Энджел мчал куда глаза глядят. Если бежать быстро — догонят они, не догонят, эти странные и неуёмные мысли? Он бежал и бежал, пока ноги чуть не переломились, как трухлявые спички. Упал. И зажмурил глаза.
Воевать никак нельзя. Только если насмерть. Придётся смириться.
Он долго лежал так.
Сколько их? Поди, разбери. Они всё ещё скачут, как толпа полоумных воробьёв, но некоторые выходят на свет. Их даже можно окинуть взглядом, рассмотреть, пока они не сгинули.
Где-то там, вдалеке, проступил смутный, длинноухий образ...
Ода кочану капусты. Танец льда и пламени. Лиричная история про голубую пони, что очутилась в чужом мире, и добром существе о двух ногах.
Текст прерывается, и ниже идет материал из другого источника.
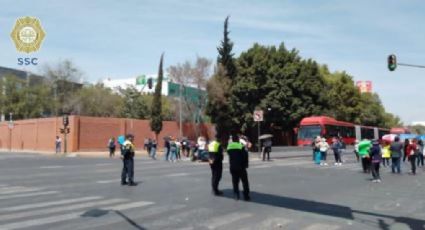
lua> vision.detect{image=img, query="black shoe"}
[213,190,223,196]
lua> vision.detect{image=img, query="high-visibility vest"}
[227,142,243,151]
[208,141,220,153]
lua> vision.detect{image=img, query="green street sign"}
[136,74,146,85]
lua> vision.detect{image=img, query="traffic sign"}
[254,110,263,121]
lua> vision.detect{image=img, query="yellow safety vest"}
[208,141,220,153]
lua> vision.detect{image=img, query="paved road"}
[0,152,425,230]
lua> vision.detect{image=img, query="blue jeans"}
[391,157,401,173]
[149,147,156,159]
[164,147,170,161]
[170,150,177,161]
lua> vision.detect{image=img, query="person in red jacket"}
[405,139,418,175]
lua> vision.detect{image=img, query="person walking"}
[370,140,382,183]
[176,139,182,160]
[319,138,329,165]
[121,134,137,186]
[416,139,424,167]
[382,142,391,167]
[227,135,251,201]
[263,138,272,161]
[390,136,403,174]
[354,140,360,162]
[169,138,177,163]
[403,138,410,162]
[359,139,372,173]
[108,137,116,158]
[208,136,223,196]
[406,139,419,175]
[313,136,322,165]
[55,136,62,153]
[164,137,171,161]
[150,139,157,160]
[331,138,342,166]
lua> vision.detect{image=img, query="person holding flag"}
[359,139,372,173]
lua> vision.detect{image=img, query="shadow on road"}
[223,189,425,230]
[114,210,146,230]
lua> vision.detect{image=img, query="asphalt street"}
[0,150,425,230]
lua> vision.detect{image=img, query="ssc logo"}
[10,17,46,53]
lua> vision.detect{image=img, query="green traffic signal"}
[388,54,397,71]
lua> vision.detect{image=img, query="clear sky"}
[0,0,425,123]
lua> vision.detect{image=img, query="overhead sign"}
[136,75,146,85]
[356,81,372,93]
[254,110,263,121]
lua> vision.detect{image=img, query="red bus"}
[390,127,411,134]
[297,116,390,146]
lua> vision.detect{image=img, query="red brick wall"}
[0,116,214,152]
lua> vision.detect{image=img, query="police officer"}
[121,134,137,186]
[227,135,251,201]
[208,137,223,196]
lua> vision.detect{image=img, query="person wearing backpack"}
[417,140,424,167]
[319,138,329,165]
[108,137,116,158]
[406,139,418,175]
[331,138,342,166]
[369,140,382,183]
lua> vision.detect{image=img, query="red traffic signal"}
[148,78,153,89]
[388,54,397,71]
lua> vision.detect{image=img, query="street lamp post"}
[9,113,13,152]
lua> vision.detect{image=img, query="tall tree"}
[206,17,240,140]
[150,53,164,136]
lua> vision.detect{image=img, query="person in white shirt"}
[320,138,329,165]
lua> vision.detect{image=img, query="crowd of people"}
[312,136,425,183]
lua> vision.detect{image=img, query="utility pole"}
[179,82,183,139]
[9,113,13,152]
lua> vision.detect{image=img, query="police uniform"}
[227,139,251,200]
[121,138,137,186]
[208,140,223,195]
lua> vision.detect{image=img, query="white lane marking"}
[239,217,293,230]
[0,187,43,195]
[105,201,155,211]
[96,179,121,184]
[40,165,63,169]
[0,199,127,221]
[50,204,186,230]
[95,163,113,166]
[203,213,252,229]
[165,173,189,177]
[0,201,153,230]
[0,191,59,200]
[0,196,103,212]
[304,224,340,230]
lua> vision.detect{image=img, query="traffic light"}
[63,115,69,127]
[388,54,397,71]
[148,78,152,89]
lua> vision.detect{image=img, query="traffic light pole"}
[397,63,425,69]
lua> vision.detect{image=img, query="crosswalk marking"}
[0,187,42,195]
[0,199,127,221]
[0,196,102,212]
[0,191,59,200]
[96,179,121,184]
[49,205,186,230]
[304,223,340,230]
[0,201,153,230]
[204,213,252,229]
[40,165,63,169]
[239,217,293,230]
Баллада о похождениях благородного плута Раббита Гуда. Зловещая и заунывная песнь об апокалипсисе и выжженной пустоши. Поэма луне и солнцу.
Трава ласкает мех, шепчет новые мотивы. Они завораживают.
Приключения юного волшебника по прозвищу Горшечник. История о маленькой кобылке и чудесной стране, в которую можно попасть через кроличью нору...
...Вот оно. Чудесная страна. Слова приходят из бездонной кроличьей норы. И уходят туда же.
Тогда Энджел встал. Повёл носом. И тут же выдохнул; запахи лезли в нос, рождали новые вереницы слов.
Надо кому-то рассказать, хоть кому-то! Так ведь и с ума сойти недолго. Душа не вынесет.
Тем временем, в пыльной комнатушке, на скрипучей кушетке, ворочался и посапывал Алехандро. Он то и дело расправлял крылья, сучил копытами и заходился храпом. Будь Энджел чуть внимательней, он бы услышал и его.
И тогда всё бы встало с ног на голову.
День добрый, сказал голос. И пиджак.
Энджел зашевелил усами. Что за наваждение такое? Померещилось?
Нет времени.
Дальше, вперёд, скорее, искать Флаттершай! Она — самая чуткая, самая заботливая пони на свете, она сможет выслушать и что-нибудь предпринять.
«Кролик против Кролика». «300 грифонов». «Ходячие беглецы».
Ворвался в домик, навострил уши: ага! В ванной шум воды. Подошёл, прислушался: а ещё там ахают — удивлённо. И охают — восторженно.
— О, Селестия! Дорогуша, какая ты умелая!
Усы дёрнулись, слова в голову полезли совсем не те... но это пустое. А вот «Двенадцать ульев» и «Золотой жеребёнок» — это да.
Энджел, недолго думая, забарабанил в дверь. Там замерли. Зашушукались. Немного погодя скрипнули петли и высунулся нос Рэрити, белый, как льды севера. Хотя нет, льдами севера тут и не пахнет: распаренный он слишком, и влажный какой-то.
— О, — она изобразила удивление, — да это же это малыш Энджел!
Энджел подобрался. Рэрити? Сдалась она ему. Хозяйку мне, хозяйку!
— Mon cher, Флаттершай сейчас несколько занята, — Рэрити вздрогнула и обернулась. — Подожди минутку, хорошо?
Что бы там ни делалось, это что-то тайное. Может, даже запретное.
Поэты любят тайны, сказал голос. И бакенбарды.
Вжик! Как меткий дротик, пустился Энджел вперёд. Точь-в-точь в дебри Вечнодикого леса попал: только вместо тумана — облака пара, вместо сумрачных крон — полотенца, а вместо воя древесных волков — голос Рэрити.
— Ты куда это?
Слова сбились в злобный клубок, тело взмыло ввысь: тащит, злодейка, за хвост тащит! Энджел забился, метнулся... но силой телекинез не заборешь.
Тогда он позвал.
Но кого?
Образ. Перед глазами проступил образ. Бурый кролик, в пиджачке, на щеках изрядные такие, курчавые бакенбарды. Энджел, разиня рот, глядел на него. Не мог оторвать взгляда.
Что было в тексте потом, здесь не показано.